When Amulius heard of the birth of these twins his wrath was kindled. He commanded that Sylvia should forthwith be buried alive, for that is the punishment appointed for virgins unfaithful to their vows; and himself seizing the wicker cradle in which the babes lay asleep, he flung it into the yellow Tiber.

But Mars was mindful of his own. The mother, Sylvia, was nowhere to be found, for the god had spirited her away in safety, and the helpless babes, still sleeping quietly, floated upon the turbid waters as though their cradle had been a boat, while Father Tiber quelled his raging flood to let them pass unharmed.

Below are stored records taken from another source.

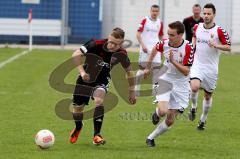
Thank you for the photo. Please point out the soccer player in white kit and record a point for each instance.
(150, 31)
(208, 40)
(179, 56)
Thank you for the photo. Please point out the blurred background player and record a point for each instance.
(178, 55)
(149, 33)
(106, 53)
(190, 21)
(208, 39)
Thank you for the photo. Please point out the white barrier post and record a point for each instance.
(30, 28)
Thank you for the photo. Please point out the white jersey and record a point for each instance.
(178, 96)
(183, 54)
(206, 56)
(150, 32)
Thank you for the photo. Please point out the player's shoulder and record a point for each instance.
(122, 51)
(189, 18)
(188, 43)
(220, 28)
(163, 41)
(99, 41)
(145, 19)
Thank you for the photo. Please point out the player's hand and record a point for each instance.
(212, 44)
(146, 73)
(132, 97)
(85, 76)
(171, 59)
(145, 49)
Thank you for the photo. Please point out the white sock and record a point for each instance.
(161, 128)
(194, 97)
(139, 77)
(157, 112)
(206, 106)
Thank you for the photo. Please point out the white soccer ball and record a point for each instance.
(44, 139)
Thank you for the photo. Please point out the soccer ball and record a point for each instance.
(44, 139)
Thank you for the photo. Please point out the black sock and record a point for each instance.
(98, 119)
(78, 120)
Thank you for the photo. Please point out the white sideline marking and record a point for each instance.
(13, 58)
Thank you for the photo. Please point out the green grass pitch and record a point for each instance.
(27, 104)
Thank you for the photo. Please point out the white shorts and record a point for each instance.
(177, 99)
(208, 78)
(143, 59)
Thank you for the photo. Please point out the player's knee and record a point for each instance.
(195, 88)
(207, 96)
(169, 121)
(77, 108)
(162, 111)
(98, 101)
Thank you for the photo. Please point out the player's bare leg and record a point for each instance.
(77, 111)
(161, 110)
(98, 116)
(162, 127)
(207, 104)
(195, 85)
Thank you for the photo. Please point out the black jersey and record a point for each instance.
(99, 61)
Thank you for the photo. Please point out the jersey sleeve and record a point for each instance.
(159, 46)
(189, 55)
(122, 58)
(194, 30)
(88, 46)
(161, 30)
(141, 25)
(223, 36)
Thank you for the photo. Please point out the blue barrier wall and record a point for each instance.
(83, 19)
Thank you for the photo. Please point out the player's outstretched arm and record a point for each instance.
(78, 61)
(149, 63)
(183, 69)
(139, 38)
(131, 83)
(220, 46)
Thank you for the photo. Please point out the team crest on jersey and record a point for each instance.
(212, 36)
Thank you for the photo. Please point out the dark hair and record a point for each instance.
(210, 5)
(155, 6)
(178, 26)
(118, 33)
(196, 5)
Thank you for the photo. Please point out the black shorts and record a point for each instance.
(83, 91)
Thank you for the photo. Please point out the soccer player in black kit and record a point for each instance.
(101, 56)
(190, 21)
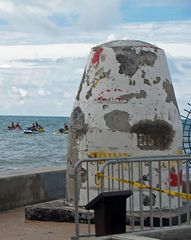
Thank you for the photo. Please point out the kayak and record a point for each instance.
(60, 131)
(30, 132)
(41, 130)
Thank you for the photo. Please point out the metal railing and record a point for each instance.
(144, 211)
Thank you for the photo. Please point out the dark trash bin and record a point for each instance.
(110, 212)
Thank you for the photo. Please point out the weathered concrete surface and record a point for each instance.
(21, 189)
(125, 106)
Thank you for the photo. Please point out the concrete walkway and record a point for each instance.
(14, 227)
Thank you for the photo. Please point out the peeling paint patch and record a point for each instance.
(96, 57)
(158, 79)
(167, 86)
(130, 61)
(78, 123)
(143, 73)
(89, 93)
(117, 121)
(81, 84)
(153, 135)
(99, 75)
(132, 82)
(147, 82)
(129, 96)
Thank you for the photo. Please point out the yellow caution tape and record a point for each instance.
(140, 185)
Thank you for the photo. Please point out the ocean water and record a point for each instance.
(20, 151)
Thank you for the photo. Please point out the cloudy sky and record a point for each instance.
(44, 47)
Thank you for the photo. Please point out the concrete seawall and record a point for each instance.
(19, 189)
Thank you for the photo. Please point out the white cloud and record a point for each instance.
(44, 48)
(43, 92)
(18, 92)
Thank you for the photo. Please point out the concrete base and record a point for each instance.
(58, 211)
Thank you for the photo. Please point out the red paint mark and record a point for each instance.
(174, 179)
(96, 56)
(118, 98)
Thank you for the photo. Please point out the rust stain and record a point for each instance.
(117, 121)
(153, 135)
(130, 60)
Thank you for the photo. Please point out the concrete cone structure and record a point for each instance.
(125, 106)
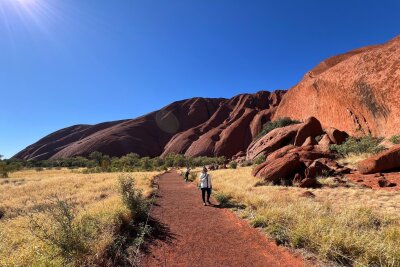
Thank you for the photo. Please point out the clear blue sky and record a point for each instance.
(68, 62)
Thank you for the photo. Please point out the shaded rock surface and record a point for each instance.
(195, 127)
(388, 160)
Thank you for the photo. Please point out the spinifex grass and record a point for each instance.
(351, 226)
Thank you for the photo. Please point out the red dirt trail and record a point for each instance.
(195, 235)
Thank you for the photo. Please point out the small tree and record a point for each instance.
(97, 157)
(133, 198)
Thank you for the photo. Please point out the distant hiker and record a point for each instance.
(205, 185)
(187, 172)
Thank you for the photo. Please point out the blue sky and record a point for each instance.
(68, 62)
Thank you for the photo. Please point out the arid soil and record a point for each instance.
(190, 234)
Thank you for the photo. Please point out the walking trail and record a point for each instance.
(190, 234)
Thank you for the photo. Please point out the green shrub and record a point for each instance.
(246, 163)
(319, 137)
(365, 144)
(271, 125)
(58, 227)
(133, 198)
(259, 160)
(193, 176)
(395, 139)
(224, 199)
(258, 221)
(233, 165)
(4, 170)
(2, 212)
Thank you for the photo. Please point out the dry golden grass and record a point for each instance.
(353, 226)
(94, 194)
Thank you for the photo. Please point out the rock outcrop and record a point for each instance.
(195, 127)
(230, 130)
(385, 161)
(295, 134)
(356, 92)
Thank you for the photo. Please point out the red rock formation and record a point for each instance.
(230, 130)
(293, 134)
(195, 127)
(281, 168)
(357, 92)
(146, 135)
(385, 161)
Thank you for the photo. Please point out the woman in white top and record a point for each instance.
(205, 185)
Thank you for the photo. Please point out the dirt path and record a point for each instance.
(189, 234)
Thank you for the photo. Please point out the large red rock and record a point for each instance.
(280, 153)
(272, 141)
(385, 161)
(356, 92)
(325, 143)
(146, 135)
(281, 168)
(195, 127)
(310, 128)
(336, 136)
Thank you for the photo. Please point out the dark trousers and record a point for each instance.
(203, 194)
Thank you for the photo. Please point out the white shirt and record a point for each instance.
(205, 180)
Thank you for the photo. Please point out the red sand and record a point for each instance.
(195, 235)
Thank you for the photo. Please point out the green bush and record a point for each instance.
(2, 212)
(233, 164)
(58, 227)
(4, 170)
(259, 160)
(133, 198)
(224, 199)
(365, 144)
(395, 139)
(271, 125)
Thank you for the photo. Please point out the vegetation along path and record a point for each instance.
(190, 234)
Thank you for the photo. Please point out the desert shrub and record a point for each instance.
(271, 125)
(57, 225)
(2, 212)
(365, 144)
(133, 198)
(395, 139)
(319, 137)
(4, 170)
(246, 163)
(233, 164)
(193, 176)
(224, 199)
(259, 160)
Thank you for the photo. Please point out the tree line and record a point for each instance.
(99, 162)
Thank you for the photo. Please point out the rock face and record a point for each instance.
(230, 130)
(295, 134)
(357, 92)
(385, 161)
(195, 127)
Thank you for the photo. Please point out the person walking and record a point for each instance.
(187, 172)
(205, 186)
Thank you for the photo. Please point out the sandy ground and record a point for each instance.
(186, 233)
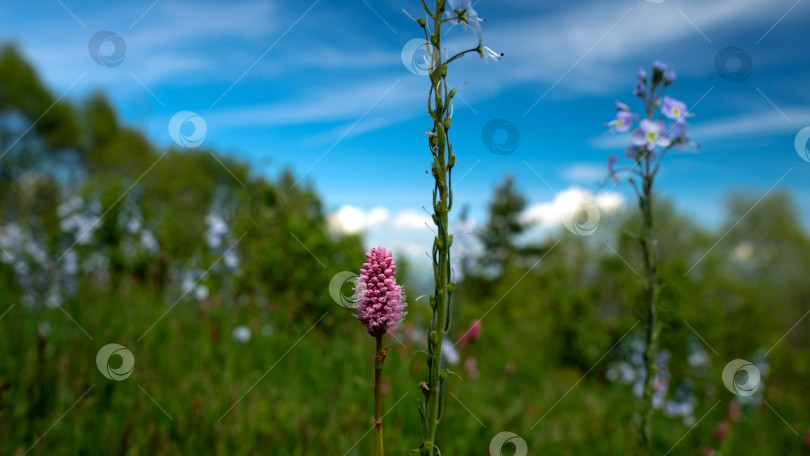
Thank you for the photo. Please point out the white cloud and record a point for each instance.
(567, 203)
(602, 35)
(410, 219)
(351, 219)
(586, 173)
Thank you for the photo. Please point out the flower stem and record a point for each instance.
(648, 250)
(379, 357)
(439, 102)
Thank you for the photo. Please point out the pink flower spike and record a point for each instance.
(380, 301)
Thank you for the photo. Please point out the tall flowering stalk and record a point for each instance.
(662, 127)
(380, 306)
(440, 108)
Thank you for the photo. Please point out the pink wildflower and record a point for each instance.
(380, 301)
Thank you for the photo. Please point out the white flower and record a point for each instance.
(486, 53)
(241, 334)
(461, 11)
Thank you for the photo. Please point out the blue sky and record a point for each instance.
(320, 87)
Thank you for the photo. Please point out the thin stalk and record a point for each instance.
(379, 357)
(647, 243)
(439, 99)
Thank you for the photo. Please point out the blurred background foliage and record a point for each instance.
(174, 255)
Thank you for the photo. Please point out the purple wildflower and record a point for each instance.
(674, 109)
(612, 159)
(623, 122)
(651, 134)
(380, 301)
(637, 153)
(640, 90)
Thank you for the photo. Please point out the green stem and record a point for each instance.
(379, 357)
(648, 250)
(438, 107)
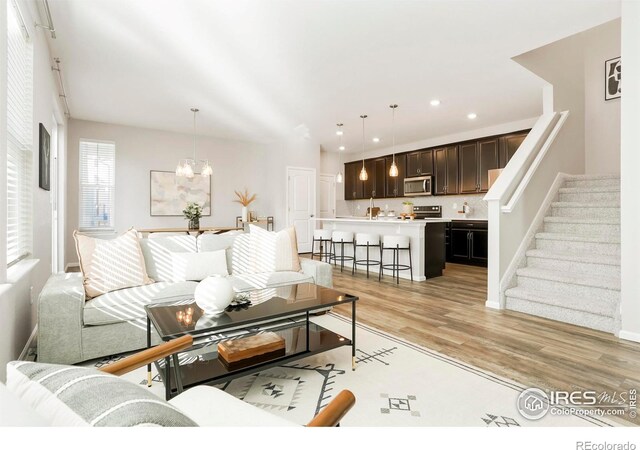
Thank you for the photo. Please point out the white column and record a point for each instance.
(630, 163)
(3, 144)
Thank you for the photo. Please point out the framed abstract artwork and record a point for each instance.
(612, 79)
(44, 178)
(170, 194)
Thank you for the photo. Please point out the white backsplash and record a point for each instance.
(451, 204)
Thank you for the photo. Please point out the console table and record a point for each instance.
(268, 221)
(214, 230)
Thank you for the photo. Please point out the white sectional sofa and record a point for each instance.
(72, 329)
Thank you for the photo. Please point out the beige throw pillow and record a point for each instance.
(274, 252)
(110, 264)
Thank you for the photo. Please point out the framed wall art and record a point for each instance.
(44, 178)
(612, 79)
(170, 193)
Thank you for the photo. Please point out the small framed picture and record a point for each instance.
(612, 79)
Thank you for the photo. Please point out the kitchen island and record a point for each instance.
(426, 237)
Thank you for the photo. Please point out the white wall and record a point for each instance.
(630, 181)
(261, 168)
(17, 314)
(602, 118)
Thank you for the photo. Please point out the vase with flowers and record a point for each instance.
(193, 212)
(245, 199)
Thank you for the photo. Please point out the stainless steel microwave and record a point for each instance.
(417, 186)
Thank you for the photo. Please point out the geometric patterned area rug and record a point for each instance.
(396, 383)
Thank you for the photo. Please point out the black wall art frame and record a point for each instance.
(612, 79)
(45, 159)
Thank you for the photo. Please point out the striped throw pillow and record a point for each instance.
(80, 396)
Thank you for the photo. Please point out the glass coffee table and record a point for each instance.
(284, 310)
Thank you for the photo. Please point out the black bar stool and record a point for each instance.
(323, 237)
(396, 244)
(367, 240)
(341, 238)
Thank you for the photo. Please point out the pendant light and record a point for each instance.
(339, 177)
(393, 170)
(187, 167)
(364, 176)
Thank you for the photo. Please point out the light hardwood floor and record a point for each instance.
(447, 314)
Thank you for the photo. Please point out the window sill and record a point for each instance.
(21, 269)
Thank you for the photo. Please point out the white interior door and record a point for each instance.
(327, 195)
(301, 204)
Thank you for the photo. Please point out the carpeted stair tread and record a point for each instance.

On drifted the frail bark down the river till it came to where, at the foot of a hill, stood a great wild fig tree, its gnarled roots laid bare by the wash of the flood. The floating cradle was driven against the roots of this tree and held fast there, for the water had reached its highest level and was beginning now to ebb.

Through all the roaring of the raging river the babes had slept, but now, with a start, they awoke and looked up, expecting to see their mother bending over them and ready to take them to her breast. But over their heads they saw only a glimmer of twilight through the branches of the fig tree, and there was no sound save the sough of the wind and the lapping of the waters, and now and again the distant howl of a wolf seeking its evening meal. Cold and hungry, they cried piteously. Presently, through the gathering darkness, two green eyes stared down at them. It was a great gray she-wolf, and the hungry babes hushed their cry and gazed in wonder at those lamps of fire.

The wolf sniffed all round the cradle; then she pushed it with her forepaws till it fell right over on its side and the two infants rolled out of it. She licked them gently with her rough tongue, and they cuddled to her warm flanks and clutched instinctively with their tiny fingers at her shaggy fell. She dragged them gently up the hillside, away from the water, to a mossy cavern where she had her lair, and there she gave them milk as though they had been her own cubs, and nestling close against her the babes fell asleep.